C.      Appellant’s Intent

          In his third and fourth points of error, appellant argues that, since E.J. could only see his exposed penis by looking through the open passenger-side window of the car, the State did not prove his intent to arouse or gratify himself. However, the State never alleged that appellant intended to arouse his own sexual desire. Rather, the State alleged that appellant intended to arouse the sexual desire of E.J.

          1.       Legal Sufficiency

          Appellant followed E.J. and A.D., even as they quickened their pace in an effort to avoid him. Also, appellant smiled at the girls and repeatedly asked the girls how old they were and if they needed a ride. Further, both E.J. and A.D. testified that they could see appellant masturbating his exposed penis when they looked through the open passenger-side window of appellant’s car. Moreover, when E.J. saw boys she knew and called out to them, appellant quickly sped away.

          It was reasonable for the jury to infer from appellant’s conduct, his remarks, and the surrounding circumstances that he intended to arouse or gratify E.J.’s sexual desire. Viewing the evidence in the light most favorable to the jury’s verdict, we conclude that a rational jury could have found the evidence sufficient beyond a reasonable doubt to prove that appellant had the requisite intent to arouse or gratify E.J.’s sexual desire.

 

          2.       Factual Sufficiency

          Appellant followed along side E.J. and A.D. for two to five minutes with the window closest to the girls open. Through this window, appellant attempted to engage E.J. and A.D. in conversation, offering the girls a ride and smiling at them. In such a situation, appellant should have anticipated that E.J. would look through the open window to respond to him. Indeed, an open window is certainly not indicative of an effort to conceal one’s actions.

          It was reasonable for the jury to conclude that appellant’s actions were meant to arouse or gratify E.J.’s sexual desire. Therefore, we conclude that the evidence regarding appellant’s intent to arouse or gratify the sexual desire of E.J. was not so obviously weak as to undermine confidence in the jury’s determination and was not greatly outweighed by contrary proof.

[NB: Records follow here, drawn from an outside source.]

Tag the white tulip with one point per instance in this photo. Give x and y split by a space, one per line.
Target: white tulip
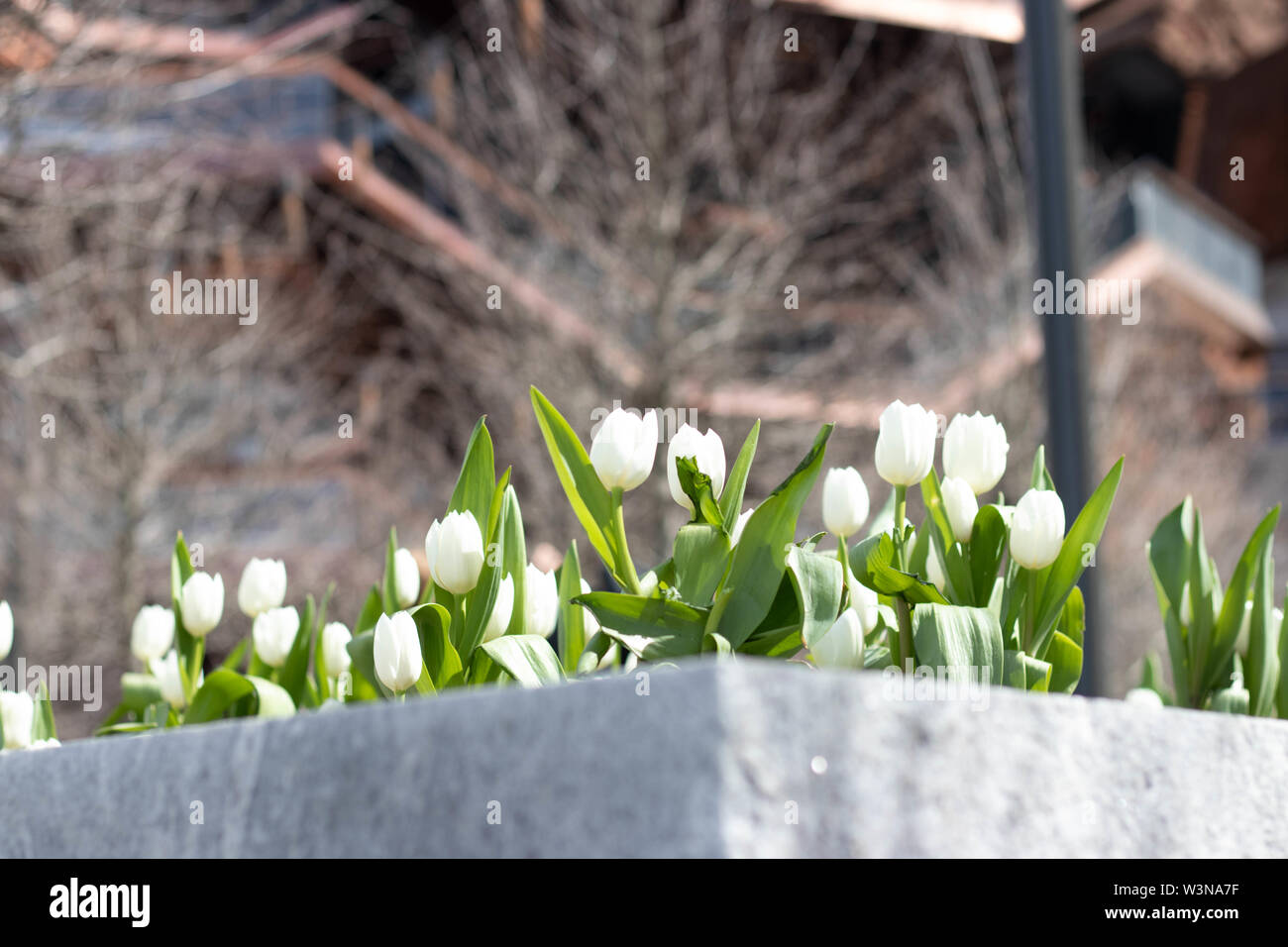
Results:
17 714
540 602
590 624
841 646
166 672
455 552
406 578
201 603
5 630
263 586
845 501
274 633
706 449
1037 528
975 451
397 651
502 609
153 634
961 506
623 447
335 637
1144 696
906 445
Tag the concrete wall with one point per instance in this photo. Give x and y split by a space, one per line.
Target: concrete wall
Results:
738 759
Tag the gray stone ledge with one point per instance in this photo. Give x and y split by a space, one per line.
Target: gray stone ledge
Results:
711 762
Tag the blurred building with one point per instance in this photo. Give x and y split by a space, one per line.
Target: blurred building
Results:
377 179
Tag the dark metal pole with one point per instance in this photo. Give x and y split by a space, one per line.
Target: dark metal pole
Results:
1054 94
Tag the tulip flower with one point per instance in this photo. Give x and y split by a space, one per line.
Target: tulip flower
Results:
1037 528
274 633
845 501
906 445
540 602
201 603
335 637
263 586
397 651
706 449
166 672
455 552
17 712
406 578
841 646
623 447
975 451
153 633
961 506
502 609
5 630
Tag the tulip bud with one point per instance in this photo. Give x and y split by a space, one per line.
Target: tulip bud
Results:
961 506
397 651
201 603
17 714
841 646
502 609
263 586
335 635
623 447
906 445
845 501
706 449
455 552
590 624
5 630
1037 528
166 672
975 451
406 578
540 602
153 634
1144 697
274 633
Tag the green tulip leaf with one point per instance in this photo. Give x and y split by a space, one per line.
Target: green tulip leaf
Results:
760 557
528 659
651 628
572 617
735 484
965 642
700 558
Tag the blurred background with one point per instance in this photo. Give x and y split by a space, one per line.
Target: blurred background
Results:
722 209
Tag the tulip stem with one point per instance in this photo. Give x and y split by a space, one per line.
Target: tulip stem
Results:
842 556
901 607
198 654
625 566
1030 608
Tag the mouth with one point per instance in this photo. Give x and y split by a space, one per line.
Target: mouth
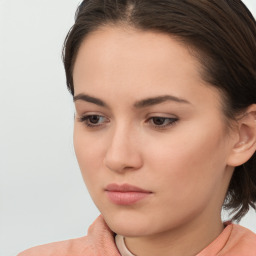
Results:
125 194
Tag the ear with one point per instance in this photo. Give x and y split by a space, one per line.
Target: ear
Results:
245 143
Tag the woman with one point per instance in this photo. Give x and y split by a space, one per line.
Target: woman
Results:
165 126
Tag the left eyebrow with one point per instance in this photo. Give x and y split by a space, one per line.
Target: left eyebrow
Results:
157 100
138 104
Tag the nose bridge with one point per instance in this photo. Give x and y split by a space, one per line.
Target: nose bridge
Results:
122 153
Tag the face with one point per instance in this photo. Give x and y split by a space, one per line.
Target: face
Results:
149 133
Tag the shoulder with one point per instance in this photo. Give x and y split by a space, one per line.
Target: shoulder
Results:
99 241
242 242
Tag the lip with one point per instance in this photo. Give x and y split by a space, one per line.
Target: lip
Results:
125 194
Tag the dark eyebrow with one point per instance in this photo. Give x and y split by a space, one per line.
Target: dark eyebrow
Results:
138 104
90 99
157 100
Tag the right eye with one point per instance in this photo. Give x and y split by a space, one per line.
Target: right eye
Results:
93 121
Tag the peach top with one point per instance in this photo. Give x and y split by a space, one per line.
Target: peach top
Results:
235 240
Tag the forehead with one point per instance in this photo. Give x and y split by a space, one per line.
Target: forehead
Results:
129 62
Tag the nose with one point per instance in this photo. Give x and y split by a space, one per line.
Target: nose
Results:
123 152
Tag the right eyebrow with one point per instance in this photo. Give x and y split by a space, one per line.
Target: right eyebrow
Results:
88 98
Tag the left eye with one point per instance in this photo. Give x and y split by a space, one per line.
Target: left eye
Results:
93 120
162 122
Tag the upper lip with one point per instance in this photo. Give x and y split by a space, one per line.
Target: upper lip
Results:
125 188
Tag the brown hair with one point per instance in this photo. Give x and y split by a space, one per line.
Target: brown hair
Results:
221 32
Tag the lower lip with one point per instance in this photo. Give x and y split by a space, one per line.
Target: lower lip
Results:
126 198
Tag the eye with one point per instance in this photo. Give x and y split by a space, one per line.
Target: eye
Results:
162 122
93 121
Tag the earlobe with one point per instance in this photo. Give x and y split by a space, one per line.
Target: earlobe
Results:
245 146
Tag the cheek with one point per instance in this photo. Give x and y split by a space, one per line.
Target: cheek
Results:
188 160
89 153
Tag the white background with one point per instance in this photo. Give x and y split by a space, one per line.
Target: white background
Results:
42 195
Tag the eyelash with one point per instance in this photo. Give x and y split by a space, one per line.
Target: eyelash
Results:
86 119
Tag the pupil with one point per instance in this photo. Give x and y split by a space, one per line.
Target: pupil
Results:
94 119
158 120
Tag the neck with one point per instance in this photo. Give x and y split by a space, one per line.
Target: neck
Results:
188 240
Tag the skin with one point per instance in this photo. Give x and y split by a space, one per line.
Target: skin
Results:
184 164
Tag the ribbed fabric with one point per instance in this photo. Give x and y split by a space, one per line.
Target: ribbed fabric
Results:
235 240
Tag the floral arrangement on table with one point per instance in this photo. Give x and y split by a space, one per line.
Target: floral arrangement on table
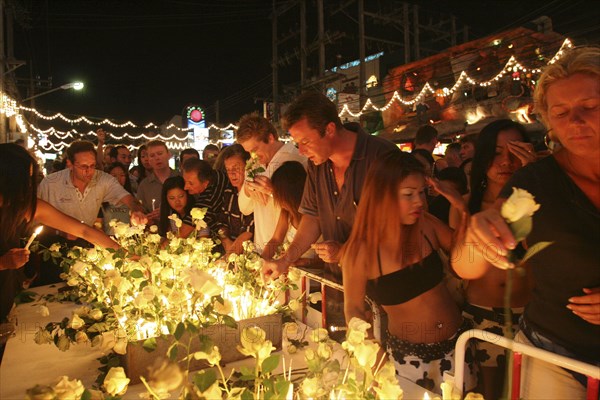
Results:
253 167
356 371
146 289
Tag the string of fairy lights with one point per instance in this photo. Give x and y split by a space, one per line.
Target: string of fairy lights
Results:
512 65
10 107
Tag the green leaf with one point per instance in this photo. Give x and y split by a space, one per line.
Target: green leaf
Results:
245 370
179 331
86 395
204 379
282 386
25 297
521 228
205 344
270 363
150 345
229 321
136 273
173 352
533 250
247 395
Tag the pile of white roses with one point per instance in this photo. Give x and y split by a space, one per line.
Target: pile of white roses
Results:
145 290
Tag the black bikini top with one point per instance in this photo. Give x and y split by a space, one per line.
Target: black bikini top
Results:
407 283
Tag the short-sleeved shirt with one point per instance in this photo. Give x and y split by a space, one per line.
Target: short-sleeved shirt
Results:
569 220
212 200
230 216
267 215
58 190
335 208
150 188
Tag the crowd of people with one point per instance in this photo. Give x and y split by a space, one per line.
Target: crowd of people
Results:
412 232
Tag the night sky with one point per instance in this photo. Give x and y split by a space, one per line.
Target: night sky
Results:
146 60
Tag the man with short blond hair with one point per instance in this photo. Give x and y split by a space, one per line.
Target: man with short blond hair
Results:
259 137
150 189
80 189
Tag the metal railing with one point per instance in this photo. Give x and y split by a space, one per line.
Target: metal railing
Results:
518 350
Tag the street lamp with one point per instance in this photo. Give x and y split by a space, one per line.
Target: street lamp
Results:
66 86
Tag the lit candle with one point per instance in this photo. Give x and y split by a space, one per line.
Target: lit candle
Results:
33 236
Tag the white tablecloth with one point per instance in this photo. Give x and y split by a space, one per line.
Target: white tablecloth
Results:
26 363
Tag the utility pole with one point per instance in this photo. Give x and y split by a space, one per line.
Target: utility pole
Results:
362 80
321 38
3 137
275 67
406 31
303 43
416 31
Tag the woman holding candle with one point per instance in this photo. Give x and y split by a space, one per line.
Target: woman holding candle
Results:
502 148
20 209
392 257
563 314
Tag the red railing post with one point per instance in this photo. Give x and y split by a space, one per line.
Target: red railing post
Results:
323 306
592 393
516 388
304 296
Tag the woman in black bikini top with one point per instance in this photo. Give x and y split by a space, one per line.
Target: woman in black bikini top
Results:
391 256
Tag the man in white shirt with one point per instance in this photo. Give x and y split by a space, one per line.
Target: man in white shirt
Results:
80 189
150 189
257 135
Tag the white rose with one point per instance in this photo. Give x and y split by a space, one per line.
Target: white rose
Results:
63 343
54 248
319 335
294 304
224 308
164 376
198 213
204 283
358 324
116 382
121 346
78 267
314 298
96 314
42 336
43 310
76 322
291 329
81 337
66 389
520 204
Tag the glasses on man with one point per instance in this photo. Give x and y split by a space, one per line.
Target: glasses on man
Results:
85 168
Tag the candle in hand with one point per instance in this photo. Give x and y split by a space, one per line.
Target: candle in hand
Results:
33 236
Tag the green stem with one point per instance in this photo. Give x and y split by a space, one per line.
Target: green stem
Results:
508 331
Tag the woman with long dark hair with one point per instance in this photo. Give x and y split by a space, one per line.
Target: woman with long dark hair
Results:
20 209
501 149
392 257
174 200
288 185
563 312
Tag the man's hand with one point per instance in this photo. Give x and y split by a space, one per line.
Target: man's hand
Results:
14 259
587 306
139 218
273 269
328 251
101 136
259 190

          Having found the evidence concerning appellant’s intent to be both legally and factually sufficient to support appellant’s conviction, we overrule appellant’s third and fourth points of error.

 

 

 

 

 

 

CONCLUSION

          We affirm the trial court’s judgment.




                                                             Laura Carter Higley

                                                             Justice

 

Panel consists of Justices Hedges, Nuchia, and Higley.

Do not publish. Tex. R. App. P. 47.2.